The NTSB released an initial report in June, saying the crash was a result of in-flight envelope panel failure.
The Washington County Sheriff’s Office essentially cleared a nearby landowner who called 911 to report the blimp, saying it scared his cattle. At the end of the call, the man asked if he could “shoot it down.”
“There is the potential that a properly placed bullet, or multiple bullets, could bring this down; however [it’s] unlikely. Unfortunately, the bulk of the airship was destroyed in the aftermath, so there’s not a lot of evidence,” said Thompson.
Thompson says the NTSB is expected to release its final report in 6-8 months.
Until then, Thompson is focused on recovery in Atlanta with his family, his wife, and 16-year-old son, who he calls his support system. As a way to heal, a counselor suggested he re-visit the scene of the crash, which he’s done.
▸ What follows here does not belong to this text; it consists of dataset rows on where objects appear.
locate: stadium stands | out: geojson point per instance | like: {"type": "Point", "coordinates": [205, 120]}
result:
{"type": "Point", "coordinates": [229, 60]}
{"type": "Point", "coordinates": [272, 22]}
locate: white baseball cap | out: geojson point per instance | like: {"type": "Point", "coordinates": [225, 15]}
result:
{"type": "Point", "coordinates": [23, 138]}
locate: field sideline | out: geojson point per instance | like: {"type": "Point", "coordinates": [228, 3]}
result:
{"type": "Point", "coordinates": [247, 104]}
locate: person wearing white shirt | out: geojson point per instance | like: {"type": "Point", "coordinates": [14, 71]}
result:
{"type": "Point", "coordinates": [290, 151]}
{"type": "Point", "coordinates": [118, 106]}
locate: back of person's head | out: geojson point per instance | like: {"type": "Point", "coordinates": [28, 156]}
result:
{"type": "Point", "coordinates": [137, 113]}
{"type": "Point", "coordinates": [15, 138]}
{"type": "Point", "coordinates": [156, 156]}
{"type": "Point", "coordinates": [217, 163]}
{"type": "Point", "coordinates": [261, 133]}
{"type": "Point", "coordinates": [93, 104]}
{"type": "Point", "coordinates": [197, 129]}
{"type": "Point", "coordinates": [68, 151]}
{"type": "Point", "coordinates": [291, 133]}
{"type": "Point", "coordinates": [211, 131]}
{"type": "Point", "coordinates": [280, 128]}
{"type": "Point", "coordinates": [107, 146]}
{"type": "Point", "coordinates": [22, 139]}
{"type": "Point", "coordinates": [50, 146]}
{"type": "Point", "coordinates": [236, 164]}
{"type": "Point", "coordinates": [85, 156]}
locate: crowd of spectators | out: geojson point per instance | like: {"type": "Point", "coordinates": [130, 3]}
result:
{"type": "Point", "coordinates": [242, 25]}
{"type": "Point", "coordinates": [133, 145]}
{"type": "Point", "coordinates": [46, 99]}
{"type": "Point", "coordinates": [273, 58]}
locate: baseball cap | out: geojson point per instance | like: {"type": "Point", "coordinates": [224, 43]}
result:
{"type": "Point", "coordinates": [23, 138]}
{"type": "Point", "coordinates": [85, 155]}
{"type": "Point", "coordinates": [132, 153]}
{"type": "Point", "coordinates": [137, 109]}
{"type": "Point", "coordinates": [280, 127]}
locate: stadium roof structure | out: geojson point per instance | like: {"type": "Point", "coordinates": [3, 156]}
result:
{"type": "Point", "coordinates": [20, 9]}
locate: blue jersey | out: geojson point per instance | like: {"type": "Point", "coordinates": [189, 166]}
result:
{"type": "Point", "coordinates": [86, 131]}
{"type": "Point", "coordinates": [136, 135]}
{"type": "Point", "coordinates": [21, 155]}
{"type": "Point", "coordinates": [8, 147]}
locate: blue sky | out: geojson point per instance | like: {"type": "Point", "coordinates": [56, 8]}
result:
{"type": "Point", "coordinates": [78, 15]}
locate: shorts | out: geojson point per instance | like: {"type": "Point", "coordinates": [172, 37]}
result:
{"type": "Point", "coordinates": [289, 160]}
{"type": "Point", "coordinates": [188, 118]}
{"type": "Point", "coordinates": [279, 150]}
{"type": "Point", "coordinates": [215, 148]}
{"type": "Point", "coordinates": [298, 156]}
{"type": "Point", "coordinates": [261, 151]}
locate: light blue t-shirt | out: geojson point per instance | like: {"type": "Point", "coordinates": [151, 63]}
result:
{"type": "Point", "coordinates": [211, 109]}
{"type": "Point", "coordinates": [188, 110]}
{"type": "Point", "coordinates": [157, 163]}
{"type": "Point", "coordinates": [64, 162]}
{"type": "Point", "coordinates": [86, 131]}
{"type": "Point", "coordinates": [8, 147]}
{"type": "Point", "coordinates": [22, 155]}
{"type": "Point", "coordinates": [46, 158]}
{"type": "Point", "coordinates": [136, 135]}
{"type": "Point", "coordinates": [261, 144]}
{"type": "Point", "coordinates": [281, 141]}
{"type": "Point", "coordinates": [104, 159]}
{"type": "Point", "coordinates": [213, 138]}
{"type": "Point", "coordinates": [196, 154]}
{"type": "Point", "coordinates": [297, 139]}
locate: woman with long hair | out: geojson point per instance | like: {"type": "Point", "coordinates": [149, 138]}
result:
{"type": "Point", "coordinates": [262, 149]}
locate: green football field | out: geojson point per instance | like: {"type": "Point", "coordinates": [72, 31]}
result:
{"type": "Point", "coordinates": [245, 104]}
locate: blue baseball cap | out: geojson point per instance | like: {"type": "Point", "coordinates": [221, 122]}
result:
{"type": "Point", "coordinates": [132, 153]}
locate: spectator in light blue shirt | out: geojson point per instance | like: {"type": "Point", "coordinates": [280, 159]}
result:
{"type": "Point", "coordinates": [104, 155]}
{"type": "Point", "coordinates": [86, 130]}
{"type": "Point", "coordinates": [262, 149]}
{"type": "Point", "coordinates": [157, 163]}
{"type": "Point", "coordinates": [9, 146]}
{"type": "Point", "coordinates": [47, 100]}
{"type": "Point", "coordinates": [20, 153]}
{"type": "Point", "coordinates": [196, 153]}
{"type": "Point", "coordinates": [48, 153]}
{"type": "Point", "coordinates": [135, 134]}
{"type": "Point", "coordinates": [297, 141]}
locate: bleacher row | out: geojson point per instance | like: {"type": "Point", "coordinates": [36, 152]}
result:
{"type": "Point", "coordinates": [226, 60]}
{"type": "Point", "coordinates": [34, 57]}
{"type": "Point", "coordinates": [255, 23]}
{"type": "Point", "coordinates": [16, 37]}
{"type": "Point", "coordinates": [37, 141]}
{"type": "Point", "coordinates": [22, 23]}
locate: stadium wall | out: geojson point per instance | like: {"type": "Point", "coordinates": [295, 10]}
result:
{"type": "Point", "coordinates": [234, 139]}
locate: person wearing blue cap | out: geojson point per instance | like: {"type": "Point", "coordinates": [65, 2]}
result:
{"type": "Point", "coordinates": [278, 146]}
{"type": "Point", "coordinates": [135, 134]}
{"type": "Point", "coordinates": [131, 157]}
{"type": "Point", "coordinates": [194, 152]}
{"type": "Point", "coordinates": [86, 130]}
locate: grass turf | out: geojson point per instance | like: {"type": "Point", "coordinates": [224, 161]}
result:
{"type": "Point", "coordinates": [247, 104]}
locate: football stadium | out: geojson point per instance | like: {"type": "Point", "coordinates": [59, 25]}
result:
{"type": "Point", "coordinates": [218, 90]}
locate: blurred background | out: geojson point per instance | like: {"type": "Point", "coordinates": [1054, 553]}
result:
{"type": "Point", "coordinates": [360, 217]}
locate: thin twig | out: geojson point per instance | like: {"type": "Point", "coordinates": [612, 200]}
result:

He’s also already flown a blimp again. While apprehensive at first, Lorraine says she couldn’t stop him from doing something he loves.
“I’m relieved that went well,” said Lorraine with a smile.
“If you get in a car crash, right, you’re not going to never drive again. If you fall in love and get your heart broken, are you not going to fall in love again?” said Thompson. “If it’s something you love to do, you’re going to do it.”